Auto partition secondary EBS on CentOS 7

If you add an additional blank EBS volume to a CentOS 7 EC2 instance, it won’t auto-partition in the same way as the primary volume gets resized on launch. Additionally if your baking an image you will certainly encounter problems with it not automounting on different instance types and even manually trying to mount it can give misleading error messages.

The observed behaviour when launching from stock CentOS 7 AMI

When launching an EC2, any ext3/ext4 file systems that is already loaded, either by being specified in the AMI or a snapshot manually specified to populate the secondary EBS, then it will be resized on start up.
However if no snapshot was given for the additional EBS volume or the snapshot didn’t already have a partition defined in the AMI (i.e. the disk is empty and un-initiated), then no partitions will be created.
If you pass cloud-init the options for disk_setup and fs_setup through the user metadata, it doesn’t init the second disk. To make things confusing, the cloud-init docs imply that should just work with no hint as to what is wrong. Turns out that the CentOS 7 install of cloud-init excludes some of the modules from the cloud.cfg that would normally be included.

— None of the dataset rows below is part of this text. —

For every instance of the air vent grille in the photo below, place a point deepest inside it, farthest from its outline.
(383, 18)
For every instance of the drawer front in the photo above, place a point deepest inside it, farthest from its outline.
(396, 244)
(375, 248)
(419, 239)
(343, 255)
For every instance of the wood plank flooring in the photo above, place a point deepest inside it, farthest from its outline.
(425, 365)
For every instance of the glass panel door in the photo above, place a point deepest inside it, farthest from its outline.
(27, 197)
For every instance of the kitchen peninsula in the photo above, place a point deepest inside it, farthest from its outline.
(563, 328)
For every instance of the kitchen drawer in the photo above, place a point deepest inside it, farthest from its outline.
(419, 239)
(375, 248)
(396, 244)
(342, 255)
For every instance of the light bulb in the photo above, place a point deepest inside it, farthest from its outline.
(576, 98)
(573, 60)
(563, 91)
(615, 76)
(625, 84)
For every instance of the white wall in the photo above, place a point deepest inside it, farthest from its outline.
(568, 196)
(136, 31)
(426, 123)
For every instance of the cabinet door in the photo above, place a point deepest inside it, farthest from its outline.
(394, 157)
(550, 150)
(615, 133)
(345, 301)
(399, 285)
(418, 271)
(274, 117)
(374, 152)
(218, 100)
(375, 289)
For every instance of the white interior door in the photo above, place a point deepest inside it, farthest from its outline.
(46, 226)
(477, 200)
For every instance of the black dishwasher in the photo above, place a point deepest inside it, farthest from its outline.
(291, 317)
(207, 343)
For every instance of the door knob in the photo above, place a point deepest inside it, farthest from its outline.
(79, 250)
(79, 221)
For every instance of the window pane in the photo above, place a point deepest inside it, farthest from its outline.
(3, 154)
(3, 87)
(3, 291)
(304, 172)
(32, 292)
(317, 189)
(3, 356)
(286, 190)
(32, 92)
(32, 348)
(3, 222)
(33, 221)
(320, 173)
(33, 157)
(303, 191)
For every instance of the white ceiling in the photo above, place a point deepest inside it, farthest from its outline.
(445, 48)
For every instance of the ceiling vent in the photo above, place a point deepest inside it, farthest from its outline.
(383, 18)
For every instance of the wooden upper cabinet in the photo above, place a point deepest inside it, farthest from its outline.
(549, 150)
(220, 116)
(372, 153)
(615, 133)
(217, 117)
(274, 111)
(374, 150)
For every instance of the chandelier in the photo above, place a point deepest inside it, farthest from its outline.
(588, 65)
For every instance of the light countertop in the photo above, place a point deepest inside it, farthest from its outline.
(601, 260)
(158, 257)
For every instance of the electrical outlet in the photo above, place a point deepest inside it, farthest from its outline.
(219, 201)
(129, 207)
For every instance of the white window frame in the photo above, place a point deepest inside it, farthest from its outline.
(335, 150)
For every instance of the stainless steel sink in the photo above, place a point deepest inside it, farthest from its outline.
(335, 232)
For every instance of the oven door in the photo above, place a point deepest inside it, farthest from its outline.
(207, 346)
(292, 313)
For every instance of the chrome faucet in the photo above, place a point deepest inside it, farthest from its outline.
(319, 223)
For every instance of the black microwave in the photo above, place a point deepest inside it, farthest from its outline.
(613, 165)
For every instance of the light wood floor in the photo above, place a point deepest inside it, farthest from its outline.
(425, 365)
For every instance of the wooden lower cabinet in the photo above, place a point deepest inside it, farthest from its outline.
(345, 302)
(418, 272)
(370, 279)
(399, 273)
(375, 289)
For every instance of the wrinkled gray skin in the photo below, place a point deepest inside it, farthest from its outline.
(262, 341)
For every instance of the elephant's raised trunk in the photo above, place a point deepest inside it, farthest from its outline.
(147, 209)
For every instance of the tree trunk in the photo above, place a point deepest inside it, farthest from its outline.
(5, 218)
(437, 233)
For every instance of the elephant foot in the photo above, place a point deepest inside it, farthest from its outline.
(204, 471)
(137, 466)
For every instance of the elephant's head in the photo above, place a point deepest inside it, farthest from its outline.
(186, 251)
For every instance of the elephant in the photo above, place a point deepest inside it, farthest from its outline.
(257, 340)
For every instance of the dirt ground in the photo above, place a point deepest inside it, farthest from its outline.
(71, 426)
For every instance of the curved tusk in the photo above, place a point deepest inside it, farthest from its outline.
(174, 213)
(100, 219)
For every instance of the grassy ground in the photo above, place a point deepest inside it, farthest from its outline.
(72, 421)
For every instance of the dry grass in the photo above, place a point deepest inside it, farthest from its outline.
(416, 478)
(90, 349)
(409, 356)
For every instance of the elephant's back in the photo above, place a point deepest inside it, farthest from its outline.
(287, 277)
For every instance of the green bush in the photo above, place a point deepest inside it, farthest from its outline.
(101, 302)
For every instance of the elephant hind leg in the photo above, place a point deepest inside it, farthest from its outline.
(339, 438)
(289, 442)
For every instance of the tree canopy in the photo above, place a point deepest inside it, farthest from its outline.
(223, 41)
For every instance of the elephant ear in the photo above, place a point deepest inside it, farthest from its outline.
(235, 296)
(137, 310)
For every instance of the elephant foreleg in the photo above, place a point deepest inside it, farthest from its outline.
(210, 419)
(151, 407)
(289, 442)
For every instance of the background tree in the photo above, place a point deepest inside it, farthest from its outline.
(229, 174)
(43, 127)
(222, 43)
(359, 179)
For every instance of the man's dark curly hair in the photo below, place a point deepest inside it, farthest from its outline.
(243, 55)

When launching EC2 of baked AMI

Another problem you might encounter is after creating an AMI off this EC2 with a root EBS + secondary EBS, is that any new EC2 instance the 2nd EBS volume won't be recognised and mounted that gets attached and populated from the AMI.
If you also wanted to launch the AMI later and override the secondary’s EBS snapshot with another snapshot created on another host (i.e. that’s pre-loaded with the data to save downloading it all), then if not properly configured, it also won’t mount the volume.
You can also encounter this problem if you shutdown an instance that’s working fine and start it as another instance type (say, switching between M4 and M5).

The problem is device names

The root volume deliberately has the device name kept the same, but the other attached volumes’ device names change based on the instance type and the setup of the operating system. This is generally due to the changes being too varied for cloud-init to sensibly handle automatically.
To make matters worse, mixing advice from the cloud-init docs and the EC2 documentation on device naming you can easily get confused about what the name you should give them when launching the EC2 instance and get lost in expecting that to control the control what device name the OS assigns it on boot up.

From amazon docs:

With the following instances, EBS volumes are exposed as NVMe block devices: C5, C5d, i3.metal, M5, and M5d. The device names are /dev/nvme0n1, /dev/nvme1n1, and so on. The device names that you specify in a block device mapping are renamed using NVMe device names (/dev/nvme[0-26]n1).

From cloud-init mounts:

When specifying the fs_spec, if the device name starts with one of xvd, sd, hd, or vd, the leading /dev may be omitted.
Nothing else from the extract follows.